Maturana et Verden-Zoller soulignent pour leur part à quel point la relation affective mère enfant revêt un caractère néoténique chez l’humain comparativement aux autres primates. Comment, en d’autres termes, la relation d’acceptation du corps de l’autre et de confiance mutuelle totale demeure chez l’humain toute la vie. Et c’est cette émotion amoureuse, au sens où l’entendent ces auteurs, qui aurait été un phénomène crucial ayant permis l’émergence des communautés humaines. L’agression et la compétition, qui jouent un grand rôle chez d’autres primates comme les chimpanzés, sont bien entendu présents dans les sociétés humaines mais ne seraient pas ce qui nous a permis de nous distinguer, justement, de nos plus proches cousins actuels.

Une autre transformation importante de notre lignée, survenue il y a environ 4 millions d’années, et dont les effets vont aller dans le même sens selon ces auteurs, est l’expansion de la sexualité de la femme.

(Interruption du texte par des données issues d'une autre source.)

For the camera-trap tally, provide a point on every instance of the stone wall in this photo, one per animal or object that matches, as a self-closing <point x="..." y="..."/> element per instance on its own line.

En effet, celle-ci va passer d’un cycle annuel de désir d’accouplement à un désir continuel qui va s’harmoniser avec ce désir sexuel constant de l’homme. Le plaisir sexuel peut alors devenir le ciment du couple, le moteur de l’amour romantique, c’est-à-dire ce mode de relation intime qu’on a appelle la monogamie (voir l’encadré) et qui va former l’unité de base singulière des groupes humains.

Un autre phéhnomène particulier à notre espèce, et qui va lui aussi s’ajouter aux autres, est le fait que la femme peut élever simultanément plusieurs enfants en bas âges, et qui sont en plus tous très dépendants d’elle pour leur survie. La femelle chimpanzé, de son côté, n’élève qu’un enfant à la fois durant les 4 ou 5 premières années de vie de celui-ci. C’est dire la charge parentale énorme qui s’est progressivement développée dans notre espèce et qui a sans doute contribué à raffermir les liens de coopération entre l’homme et la femme dans le couple humain.

La séquence exacte de ces événements est encore débattue, mais leurs conséquences sur la formation des caractéristiques fondamentales des sociétés humaines sont bien étayées. Comme l’est aussi, à plus forte raison, le développement du langage chez les hominidés. Il y a au moins deux millions d’années, les prémisses du langage humain ont permis d’accroître la coordination de nos actions et le partage de nos émotions.

Nous devenions alors des « êtres de conversation », une aptitude qui non seulement allait contribuer à raffermir les liens interindividuels, mais aussi à développer notre intelligence et notre diversité culturelle.